I want to cut the Japanese string in C++.

I am using C++11 to receive input of Japanese strings and create a program to cut out and count each character, but this is my first time using Japanese, so I don't have enough knowledge. If possible, I would like to write range_based_for in string.

c++ japanese

2022-09-30 19:17

2 Answers

std::string/ std::wstring/ std::u16string/ std:::u32string is provided, but each deals only with the corresponding character type ().For example, C standard libraries have case-insensitive comparisons such as stricmp, but C++ string does not even have these features. Everything is left to the library user, so if it becomes multi-byte characters, it is also the library user's responsibility to manage UTF-16 using std::u16string, but still Salogate pair is also the user's responsibility.rg/wiki/%E 7%B 0%E 4%BD%93%E 5%AD%97%E 3%82%BB%E3%83%AC%E3%82%AF%E3%82%BF "rel="nfollow no moreferrer">Different character selector does not fit into a single character.

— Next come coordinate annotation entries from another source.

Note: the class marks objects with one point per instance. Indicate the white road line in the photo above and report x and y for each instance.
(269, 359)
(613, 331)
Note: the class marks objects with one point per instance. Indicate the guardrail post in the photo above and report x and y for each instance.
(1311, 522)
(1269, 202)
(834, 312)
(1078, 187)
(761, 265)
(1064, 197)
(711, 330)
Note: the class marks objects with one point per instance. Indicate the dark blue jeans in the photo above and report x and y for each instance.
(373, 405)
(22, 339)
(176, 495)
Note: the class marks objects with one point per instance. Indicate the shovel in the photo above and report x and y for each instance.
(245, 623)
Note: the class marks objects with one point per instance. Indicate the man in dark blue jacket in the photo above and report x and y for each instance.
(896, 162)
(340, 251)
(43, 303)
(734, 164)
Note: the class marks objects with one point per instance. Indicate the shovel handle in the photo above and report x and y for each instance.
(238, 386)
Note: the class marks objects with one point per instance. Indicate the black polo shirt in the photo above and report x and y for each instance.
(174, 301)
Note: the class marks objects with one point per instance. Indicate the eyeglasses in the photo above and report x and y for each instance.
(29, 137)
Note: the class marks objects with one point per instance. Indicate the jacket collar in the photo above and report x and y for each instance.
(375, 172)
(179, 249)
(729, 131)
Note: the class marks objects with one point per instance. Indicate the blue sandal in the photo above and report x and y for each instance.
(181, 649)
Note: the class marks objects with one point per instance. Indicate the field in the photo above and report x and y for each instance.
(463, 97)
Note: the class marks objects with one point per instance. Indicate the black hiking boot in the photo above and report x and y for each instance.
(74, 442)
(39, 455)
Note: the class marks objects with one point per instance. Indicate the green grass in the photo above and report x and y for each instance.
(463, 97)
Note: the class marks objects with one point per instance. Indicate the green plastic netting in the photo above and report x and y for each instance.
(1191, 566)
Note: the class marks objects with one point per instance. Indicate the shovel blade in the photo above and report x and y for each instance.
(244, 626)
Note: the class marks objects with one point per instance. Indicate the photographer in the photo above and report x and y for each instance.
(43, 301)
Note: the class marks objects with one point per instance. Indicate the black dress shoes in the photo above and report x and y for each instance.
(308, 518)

In the end, it is up to the user to decide what is considered a "one character", and the corresponding action will be described.



		
		
			

				

					
				

				
					2022-09-30 19:17



	
		
The C/C++ language standard has no concept of string except literal.

There is only an array of the type that means the character code.

Also, ANSI (Shift-JIS) (also known as MBCS) and Unicode codes are handled differently.
char Nihongo_A[7] = "Japanese"; // Char tried putting Japanese in the array (for Shif-JIS code)
wchar_t Nihongo_W[4] = L "Japanese"; // Attempted to put Unicode Japanese in a wide character array (for example, UTF-16)
Both are in Japanese, but the concept of one character varies depending on the character code, so the number of elements required for the array is different as shown above.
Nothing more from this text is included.